We are excited to announce that this has now been strengthened further through the appointment of Dr. Colin Fleming as our Chief Scientific Officer.

Colin’s reputation in agricultural and amenity circles comes from his ability to share and impart crucial knowledge and information that enables positive outcomes in a way that is easy to understand and to act on. Most people who have worked with Colin would use the word ‘generous’, not only to describe his willingness to share his wisdom but in his approach and the time he devotes to individuals and projects.

He is excited and looking forward to adding his intellectual weight to this innovative commercial proposition.

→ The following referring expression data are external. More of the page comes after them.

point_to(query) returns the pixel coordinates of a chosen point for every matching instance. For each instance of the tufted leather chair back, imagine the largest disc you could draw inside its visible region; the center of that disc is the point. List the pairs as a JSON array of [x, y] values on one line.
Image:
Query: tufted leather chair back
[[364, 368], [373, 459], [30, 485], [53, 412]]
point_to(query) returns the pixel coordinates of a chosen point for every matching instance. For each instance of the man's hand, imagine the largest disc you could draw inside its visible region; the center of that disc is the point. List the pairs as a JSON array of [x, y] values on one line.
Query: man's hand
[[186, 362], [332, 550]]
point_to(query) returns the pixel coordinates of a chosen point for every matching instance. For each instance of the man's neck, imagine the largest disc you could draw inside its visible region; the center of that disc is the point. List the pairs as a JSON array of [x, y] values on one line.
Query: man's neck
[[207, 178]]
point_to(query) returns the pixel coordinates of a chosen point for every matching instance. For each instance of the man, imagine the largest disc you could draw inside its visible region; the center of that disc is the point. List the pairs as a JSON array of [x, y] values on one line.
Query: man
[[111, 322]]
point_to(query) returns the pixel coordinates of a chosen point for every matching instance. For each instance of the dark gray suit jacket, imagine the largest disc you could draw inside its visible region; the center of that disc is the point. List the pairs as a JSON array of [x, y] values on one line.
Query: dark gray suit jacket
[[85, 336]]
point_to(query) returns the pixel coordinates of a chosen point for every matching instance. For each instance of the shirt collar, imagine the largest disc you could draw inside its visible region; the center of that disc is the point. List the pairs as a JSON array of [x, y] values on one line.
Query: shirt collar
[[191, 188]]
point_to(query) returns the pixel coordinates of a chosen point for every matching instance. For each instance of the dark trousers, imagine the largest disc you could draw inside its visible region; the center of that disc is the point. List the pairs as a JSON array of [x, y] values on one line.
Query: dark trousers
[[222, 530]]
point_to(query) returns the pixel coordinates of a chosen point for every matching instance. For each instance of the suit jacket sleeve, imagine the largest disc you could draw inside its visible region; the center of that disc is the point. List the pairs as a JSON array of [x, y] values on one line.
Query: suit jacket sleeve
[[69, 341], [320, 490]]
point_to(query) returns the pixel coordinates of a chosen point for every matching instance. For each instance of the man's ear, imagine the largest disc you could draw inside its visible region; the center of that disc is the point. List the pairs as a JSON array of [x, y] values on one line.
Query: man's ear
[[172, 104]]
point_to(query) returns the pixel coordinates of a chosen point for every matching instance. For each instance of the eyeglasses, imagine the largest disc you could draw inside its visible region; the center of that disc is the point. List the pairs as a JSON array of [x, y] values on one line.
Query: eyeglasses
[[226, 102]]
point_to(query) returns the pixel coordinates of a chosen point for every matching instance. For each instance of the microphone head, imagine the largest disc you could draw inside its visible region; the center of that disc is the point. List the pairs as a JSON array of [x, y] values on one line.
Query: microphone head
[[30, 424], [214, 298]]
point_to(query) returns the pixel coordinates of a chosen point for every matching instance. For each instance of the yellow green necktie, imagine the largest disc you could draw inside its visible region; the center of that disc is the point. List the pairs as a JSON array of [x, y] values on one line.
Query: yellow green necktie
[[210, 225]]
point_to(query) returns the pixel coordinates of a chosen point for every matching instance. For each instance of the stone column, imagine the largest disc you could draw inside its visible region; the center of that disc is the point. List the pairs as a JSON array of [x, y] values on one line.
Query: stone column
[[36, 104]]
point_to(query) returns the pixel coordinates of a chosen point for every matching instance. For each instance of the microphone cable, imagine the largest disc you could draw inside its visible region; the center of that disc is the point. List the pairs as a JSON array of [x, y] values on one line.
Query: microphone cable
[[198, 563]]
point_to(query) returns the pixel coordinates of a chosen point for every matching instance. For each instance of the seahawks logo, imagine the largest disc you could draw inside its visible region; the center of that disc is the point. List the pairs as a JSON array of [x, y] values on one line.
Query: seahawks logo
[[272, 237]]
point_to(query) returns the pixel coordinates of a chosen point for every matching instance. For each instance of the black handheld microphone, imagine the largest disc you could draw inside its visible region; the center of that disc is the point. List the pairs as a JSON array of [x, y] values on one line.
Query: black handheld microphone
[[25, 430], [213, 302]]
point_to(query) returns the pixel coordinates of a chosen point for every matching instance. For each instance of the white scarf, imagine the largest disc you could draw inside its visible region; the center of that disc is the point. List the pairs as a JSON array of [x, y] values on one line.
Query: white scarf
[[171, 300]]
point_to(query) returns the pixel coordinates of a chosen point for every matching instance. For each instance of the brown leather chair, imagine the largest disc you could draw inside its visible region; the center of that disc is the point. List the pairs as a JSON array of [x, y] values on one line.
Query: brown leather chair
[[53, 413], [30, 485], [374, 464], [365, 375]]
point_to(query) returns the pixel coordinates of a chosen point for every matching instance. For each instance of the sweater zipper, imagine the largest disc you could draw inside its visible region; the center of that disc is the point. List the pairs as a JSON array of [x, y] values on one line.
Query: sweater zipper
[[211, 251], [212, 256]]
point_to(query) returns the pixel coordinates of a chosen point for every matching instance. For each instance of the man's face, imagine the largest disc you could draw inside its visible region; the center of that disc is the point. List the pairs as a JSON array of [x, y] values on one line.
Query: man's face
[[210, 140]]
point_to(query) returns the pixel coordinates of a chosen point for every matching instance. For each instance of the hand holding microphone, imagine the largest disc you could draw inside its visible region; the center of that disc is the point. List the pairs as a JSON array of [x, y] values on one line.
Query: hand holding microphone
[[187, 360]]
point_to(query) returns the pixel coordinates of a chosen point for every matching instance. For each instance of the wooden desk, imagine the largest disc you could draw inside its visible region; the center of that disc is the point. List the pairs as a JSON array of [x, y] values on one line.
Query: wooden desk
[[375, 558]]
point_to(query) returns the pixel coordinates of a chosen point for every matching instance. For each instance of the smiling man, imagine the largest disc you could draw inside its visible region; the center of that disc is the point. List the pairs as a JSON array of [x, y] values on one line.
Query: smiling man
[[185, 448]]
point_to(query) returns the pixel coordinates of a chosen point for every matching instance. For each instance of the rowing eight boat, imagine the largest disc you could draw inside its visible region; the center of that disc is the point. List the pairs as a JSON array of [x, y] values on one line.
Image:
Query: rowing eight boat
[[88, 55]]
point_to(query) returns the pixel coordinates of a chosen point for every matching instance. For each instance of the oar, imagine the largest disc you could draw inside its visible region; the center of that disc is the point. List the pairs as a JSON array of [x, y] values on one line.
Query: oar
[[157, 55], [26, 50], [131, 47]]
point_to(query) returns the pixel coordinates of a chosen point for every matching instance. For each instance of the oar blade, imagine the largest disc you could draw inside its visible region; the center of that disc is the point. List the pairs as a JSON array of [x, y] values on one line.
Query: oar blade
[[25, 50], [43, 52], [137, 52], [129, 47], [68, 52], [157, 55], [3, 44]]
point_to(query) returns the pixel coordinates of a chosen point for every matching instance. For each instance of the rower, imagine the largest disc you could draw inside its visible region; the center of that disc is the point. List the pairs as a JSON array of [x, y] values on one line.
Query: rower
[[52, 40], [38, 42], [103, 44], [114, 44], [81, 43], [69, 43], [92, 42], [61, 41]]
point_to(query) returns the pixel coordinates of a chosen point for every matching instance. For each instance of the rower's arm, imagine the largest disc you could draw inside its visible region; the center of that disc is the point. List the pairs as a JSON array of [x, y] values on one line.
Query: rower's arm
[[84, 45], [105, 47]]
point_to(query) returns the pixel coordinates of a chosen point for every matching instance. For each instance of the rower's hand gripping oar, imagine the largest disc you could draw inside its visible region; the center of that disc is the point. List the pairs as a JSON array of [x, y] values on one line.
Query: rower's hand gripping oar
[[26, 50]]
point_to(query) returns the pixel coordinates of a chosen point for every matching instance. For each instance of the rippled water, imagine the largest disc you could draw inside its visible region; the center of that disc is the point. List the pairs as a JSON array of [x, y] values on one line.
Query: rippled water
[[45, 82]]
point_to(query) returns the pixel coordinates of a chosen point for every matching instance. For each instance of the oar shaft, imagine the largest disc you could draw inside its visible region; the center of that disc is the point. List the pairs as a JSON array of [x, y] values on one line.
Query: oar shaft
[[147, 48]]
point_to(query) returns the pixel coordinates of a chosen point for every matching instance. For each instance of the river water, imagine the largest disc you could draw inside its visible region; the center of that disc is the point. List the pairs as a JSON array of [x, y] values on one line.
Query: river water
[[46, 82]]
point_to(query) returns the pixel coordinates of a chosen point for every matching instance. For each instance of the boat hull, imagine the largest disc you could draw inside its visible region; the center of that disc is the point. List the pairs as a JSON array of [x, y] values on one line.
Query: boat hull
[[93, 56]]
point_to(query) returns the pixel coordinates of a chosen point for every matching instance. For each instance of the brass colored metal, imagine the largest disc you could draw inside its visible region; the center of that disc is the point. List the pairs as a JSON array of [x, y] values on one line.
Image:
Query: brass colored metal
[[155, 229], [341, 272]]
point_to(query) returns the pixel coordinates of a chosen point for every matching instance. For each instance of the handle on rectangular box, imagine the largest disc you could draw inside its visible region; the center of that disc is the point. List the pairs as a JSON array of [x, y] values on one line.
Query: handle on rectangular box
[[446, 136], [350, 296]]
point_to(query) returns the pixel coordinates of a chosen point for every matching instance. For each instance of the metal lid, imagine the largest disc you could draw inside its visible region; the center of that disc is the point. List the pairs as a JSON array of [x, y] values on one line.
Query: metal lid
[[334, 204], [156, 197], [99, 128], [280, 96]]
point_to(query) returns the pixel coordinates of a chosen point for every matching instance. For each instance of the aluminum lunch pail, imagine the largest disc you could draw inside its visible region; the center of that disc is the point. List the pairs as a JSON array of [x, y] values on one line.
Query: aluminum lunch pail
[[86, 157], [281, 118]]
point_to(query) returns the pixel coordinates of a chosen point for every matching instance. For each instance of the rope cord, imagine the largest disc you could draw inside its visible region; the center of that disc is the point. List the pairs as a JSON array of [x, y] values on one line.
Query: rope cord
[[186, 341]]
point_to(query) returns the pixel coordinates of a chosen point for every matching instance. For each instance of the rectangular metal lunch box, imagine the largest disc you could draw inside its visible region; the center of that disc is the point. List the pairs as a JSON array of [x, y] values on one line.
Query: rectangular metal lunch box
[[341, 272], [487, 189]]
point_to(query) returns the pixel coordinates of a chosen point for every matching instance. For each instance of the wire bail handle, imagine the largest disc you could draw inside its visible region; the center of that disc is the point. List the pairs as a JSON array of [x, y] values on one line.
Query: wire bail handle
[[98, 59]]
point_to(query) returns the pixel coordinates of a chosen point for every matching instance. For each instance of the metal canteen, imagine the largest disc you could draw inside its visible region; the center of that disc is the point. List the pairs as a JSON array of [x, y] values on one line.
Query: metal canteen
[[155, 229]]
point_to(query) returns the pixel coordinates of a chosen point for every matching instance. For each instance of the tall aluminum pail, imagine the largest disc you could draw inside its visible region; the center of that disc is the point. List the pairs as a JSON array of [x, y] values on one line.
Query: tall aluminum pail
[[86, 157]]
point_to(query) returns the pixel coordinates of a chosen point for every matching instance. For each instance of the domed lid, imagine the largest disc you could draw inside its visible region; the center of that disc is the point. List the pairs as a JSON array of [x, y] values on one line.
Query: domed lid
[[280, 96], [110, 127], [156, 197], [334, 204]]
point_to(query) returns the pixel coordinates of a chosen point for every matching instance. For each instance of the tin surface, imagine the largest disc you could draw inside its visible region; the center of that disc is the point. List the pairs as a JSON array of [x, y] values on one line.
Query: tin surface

“I have been studying the management abiotic and biotic stresses in plants using biostimulants since 1989 and today I am delighted to have the opportunity to join the world leading Maxstim team and contribute to the development of novel solutions for growers and turfgrass managers.”

As a plant pathologist and a world renowned nematologist, Colin has worked with many of the most prestigious sports venues in Europe and beyond. He is the first person to be called by many of the UK’s Premiership football clubs and world class golf venues if there is a problem that his knowledge of turf matters can resolve.

With over 150 publications to his name he is recognised as one of the leading plant disease specialists in the UK. Graduating from Queen’s University, Belfast in Zoology and completing a PhD in Biological Sciences Colin spent some time researching in plant pathology at the University of Nebraska. More recently he has been a Principle Investigator at the Agri Food and Biosciences Institute and a senior lecturer at Queen’s University, Belfast. Working with DEFRA and the European Union, Colin has also been instrumental in contributing to plant disease protection policies creating food security for the UK.

We are delighted to welcome him to Maxstim and look forward to accelerating our exciting plans through 2021.